By Isaac Chotiner
Everyone knows the foreign threats our government deems urgent: cyberwar, a criminal North Korean regime, an aggressive Russia leader. (OK, not everyone in our government ... ) But how does the military prepare for the threats which will eventually arise, but are not yet known? Peter W. Singer is a strategist and senior fellow at New America, and an expert on military technology and planning. And he spends his time studying what threats America is likely to face, and how the armed forces should prepare for them.
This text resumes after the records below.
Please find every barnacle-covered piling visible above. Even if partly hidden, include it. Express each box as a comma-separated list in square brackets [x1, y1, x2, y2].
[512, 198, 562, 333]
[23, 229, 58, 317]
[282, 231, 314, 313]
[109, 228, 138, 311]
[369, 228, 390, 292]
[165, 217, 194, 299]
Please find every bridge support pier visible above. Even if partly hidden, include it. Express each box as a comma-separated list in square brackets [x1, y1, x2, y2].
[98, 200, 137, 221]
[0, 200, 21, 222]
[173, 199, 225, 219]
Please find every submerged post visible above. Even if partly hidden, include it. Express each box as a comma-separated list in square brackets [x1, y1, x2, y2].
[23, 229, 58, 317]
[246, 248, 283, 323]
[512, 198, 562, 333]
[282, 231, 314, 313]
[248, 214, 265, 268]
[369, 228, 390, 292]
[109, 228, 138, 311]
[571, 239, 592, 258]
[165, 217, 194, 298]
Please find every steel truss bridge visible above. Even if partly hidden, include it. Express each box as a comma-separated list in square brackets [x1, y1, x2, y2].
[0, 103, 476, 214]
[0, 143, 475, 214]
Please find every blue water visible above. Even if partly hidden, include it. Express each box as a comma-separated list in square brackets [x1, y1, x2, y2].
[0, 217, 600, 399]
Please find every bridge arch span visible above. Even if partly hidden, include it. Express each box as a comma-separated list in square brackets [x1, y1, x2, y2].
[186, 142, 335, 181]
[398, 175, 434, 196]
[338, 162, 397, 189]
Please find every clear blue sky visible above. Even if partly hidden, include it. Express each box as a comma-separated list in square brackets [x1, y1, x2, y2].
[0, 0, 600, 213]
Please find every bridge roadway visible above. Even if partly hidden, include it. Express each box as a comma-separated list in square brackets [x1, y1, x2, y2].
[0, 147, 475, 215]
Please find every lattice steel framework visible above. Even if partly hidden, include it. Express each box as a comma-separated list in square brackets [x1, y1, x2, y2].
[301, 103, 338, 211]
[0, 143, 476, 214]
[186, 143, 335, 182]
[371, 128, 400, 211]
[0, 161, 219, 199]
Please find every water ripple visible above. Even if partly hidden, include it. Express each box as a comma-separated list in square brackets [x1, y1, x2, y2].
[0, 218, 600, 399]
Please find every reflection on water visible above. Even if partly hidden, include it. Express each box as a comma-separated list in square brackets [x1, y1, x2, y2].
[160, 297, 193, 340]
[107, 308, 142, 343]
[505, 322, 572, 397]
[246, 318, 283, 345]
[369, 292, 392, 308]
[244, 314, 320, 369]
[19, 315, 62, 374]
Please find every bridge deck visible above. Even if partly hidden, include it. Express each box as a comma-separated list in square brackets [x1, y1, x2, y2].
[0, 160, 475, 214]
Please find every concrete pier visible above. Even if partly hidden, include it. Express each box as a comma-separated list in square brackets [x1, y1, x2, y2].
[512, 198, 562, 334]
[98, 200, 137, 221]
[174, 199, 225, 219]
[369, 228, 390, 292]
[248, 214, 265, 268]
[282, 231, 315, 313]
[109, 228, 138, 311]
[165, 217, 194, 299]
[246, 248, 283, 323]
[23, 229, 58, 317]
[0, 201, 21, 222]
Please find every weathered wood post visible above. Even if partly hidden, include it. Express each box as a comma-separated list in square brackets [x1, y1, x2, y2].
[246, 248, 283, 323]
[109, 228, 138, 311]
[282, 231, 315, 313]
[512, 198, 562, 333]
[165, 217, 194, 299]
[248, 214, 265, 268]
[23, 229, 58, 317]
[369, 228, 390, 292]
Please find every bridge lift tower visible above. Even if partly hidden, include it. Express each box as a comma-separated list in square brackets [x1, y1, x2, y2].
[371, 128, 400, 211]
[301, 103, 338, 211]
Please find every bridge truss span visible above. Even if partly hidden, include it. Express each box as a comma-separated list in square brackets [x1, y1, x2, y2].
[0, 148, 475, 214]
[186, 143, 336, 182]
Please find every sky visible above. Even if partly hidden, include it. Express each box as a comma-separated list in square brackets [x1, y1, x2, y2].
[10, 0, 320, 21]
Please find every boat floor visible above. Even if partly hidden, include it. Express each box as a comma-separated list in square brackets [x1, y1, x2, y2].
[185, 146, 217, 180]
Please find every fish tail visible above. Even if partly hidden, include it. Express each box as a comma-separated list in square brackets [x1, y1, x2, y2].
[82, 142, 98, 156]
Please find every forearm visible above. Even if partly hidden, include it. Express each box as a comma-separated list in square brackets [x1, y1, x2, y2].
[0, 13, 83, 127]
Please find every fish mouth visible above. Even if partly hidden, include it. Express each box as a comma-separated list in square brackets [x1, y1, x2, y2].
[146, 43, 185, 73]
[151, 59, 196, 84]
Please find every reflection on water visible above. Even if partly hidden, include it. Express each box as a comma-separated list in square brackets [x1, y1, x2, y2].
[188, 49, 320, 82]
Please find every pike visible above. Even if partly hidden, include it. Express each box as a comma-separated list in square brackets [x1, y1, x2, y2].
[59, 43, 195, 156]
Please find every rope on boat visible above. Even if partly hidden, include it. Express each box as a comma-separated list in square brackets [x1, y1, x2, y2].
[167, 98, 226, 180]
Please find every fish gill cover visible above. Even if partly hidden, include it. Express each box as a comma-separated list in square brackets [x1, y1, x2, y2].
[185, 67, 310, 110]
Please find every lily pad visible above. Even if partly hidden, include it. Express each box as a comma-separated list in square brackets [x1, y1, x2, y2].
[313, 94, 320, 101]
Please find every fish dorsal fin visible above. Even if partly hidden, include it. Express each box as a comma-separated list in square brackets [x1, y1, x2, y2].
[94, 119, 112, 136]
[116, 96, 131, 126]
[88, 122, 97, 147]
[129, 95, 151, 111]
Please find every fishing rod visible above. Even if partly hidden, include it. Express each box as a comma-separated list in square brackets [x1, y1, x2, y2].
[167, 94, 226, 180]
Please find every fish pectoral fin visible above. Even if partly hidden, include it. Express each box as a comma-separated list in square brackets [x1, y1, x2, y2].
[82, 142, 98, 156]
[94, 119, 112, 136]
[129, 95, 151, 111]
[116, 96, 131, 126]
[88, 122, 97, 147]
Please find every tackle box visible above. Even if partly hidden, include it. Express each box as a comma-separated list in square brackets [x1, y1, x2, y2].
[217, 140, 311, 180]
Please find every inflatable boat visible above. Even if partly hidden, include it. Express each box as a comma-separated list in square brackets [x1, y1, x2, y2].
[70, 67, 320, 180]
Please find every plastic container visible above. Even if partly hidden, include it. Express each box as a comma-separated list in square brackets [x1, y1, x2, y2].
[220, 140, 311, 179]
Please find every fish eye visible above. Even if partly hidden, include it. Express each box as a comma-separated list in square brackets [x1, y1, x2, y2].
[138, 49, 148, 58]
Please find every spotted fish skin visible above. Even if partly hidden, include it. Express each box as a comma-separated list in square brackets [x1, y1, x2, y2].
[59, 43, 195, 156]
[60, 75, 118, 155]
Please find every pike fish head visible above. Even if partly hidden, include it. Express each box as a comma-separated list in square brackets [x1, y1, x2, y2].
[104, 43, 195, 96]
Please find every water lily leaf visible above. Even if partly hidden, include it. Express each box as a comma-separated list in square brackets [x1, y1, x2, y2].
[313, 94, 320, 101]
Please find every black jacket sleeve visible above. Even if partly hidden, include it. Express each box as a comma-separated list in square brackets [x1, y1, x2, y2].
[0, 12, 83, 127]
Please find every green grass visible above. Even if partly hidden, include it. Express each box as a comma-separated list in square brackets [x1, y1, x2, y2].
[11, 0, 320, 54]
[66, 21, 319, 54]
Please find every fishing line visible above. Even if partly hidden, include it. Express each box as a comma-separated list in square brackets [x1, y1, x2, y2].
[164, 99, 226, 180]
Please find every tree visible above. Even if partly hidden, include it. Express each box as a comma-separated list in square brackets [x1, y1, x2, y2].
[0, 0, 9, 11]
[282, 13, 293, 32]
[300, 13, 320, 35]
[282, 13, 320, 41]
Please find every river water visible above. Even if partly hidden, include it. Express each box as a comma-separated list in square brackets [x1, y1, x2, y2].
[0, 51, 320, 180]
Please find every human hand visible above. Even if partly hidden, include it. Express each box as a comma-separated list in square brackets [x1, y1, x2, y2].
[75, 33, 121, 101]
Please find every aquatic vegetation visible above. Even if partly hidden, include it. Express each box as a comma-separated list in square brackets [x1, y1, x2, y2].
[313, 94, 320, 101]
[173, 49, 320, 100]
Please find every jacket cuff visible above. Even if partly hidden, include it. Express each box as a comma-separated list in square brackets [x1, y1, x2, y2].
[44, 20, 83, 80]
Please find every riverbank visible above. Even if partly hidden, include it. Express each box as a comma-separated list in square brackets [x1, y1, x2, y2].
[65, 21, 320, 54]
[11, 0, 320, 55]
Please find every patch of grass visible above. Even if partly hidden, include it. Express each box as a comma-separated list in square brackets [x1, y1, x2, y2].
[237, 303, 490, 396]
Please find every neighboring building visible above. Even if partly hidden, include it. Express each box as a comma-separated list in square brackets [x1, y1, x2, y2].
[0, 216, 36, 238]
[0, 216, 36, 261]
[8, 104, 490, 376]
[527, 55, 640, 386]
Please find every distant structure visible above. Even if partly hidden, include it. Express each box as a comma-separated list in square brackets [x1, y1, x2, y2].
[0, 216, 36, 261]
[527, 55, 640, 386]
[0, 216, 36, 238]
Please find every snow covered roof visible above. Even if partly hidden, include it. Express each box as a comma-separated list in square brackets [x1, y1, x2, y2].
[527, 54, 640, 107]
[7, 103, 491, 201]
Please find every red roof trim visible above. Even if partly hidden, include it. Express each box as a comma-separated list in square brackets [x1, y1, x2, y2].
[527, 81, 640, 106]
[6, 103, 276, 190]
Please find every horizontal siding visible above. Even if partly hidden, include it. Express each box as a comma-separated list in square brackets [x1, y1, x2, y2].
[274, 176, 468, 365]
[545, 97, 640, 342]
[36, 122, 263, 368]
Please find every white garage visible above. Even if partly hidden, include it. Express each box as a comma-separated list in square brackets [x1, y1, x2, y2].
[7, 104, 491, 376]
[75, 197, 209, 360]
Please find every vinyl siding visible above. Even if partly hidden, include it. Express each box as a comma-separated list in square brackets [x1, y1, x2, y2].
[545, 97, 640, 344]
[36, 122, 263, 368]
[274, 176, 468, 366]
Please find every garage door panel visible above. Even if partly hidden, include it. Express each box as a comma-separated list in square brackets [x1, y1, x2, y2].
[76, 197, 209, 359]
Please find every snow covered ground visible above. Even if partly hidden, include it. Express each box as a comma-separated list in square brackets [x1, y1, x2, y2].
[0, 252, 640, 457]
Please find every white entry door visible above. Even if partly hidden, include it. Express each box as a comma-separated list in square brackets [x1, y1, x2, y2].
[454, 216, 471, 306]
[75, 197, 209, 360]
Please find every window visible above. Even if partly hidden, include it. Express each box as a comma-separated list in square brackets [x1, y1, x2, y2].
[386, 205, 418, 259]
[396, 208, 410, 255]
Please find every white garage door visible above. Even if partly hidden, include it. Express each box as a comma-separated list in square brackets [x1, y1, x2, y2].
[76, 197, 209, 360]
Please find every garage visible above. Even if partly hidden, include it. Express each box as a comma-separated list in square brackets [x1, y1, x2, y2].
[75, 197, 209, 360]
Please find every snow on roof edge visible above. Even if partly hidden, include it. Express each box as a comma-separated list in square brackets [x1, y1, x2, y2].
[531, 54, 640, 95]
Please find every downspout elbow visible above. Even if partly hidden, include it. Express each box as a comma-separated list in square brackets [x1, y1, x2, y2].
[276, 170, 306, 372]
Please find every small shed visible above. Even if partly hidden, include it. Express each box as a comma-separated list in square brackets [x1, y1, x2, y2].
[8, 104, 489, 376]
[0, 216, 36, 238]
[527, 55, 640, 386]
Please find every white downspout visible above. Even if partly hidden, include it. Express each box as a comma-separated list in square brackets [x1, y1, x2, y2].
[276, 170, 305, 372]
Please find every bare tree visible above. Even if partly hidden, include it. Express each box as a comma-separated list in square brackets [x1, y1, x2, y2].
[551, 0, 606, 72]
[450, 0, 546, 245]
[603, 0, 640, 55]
I recently spoke by phone with Singer, whose latest book (co-written with August Cole) is Ghost Fleet: A Novel of the Next World War. During the course of our conversation, which has been edited and condensed for clarity, we discussed the ethical considerations involved in pursuing new military technologies, the ways in which the military tries to stay ahead of the game, and why the Trump administration’s unwillingness to take global warming seriously is so dangerous.
Isaac Chotiner: What is the process by which the military thinks about future threats and prepares for them?
Peter W. Singer: Like it or not, everyone is a futurist in some way, shape, or form. For the military, that means wrestling with everything from how it envisions the future threat to the environment, to how it budgets for what weapons to buy, to how it trains individual soldiers as they go into basic training. When you’re thinking about this space of “wrestling with the future,” it really encompasses almost everything that the military does in a certain way. Even military history programs are about going back and looking at the past, not for its own sake, but for lessons to mine for the future.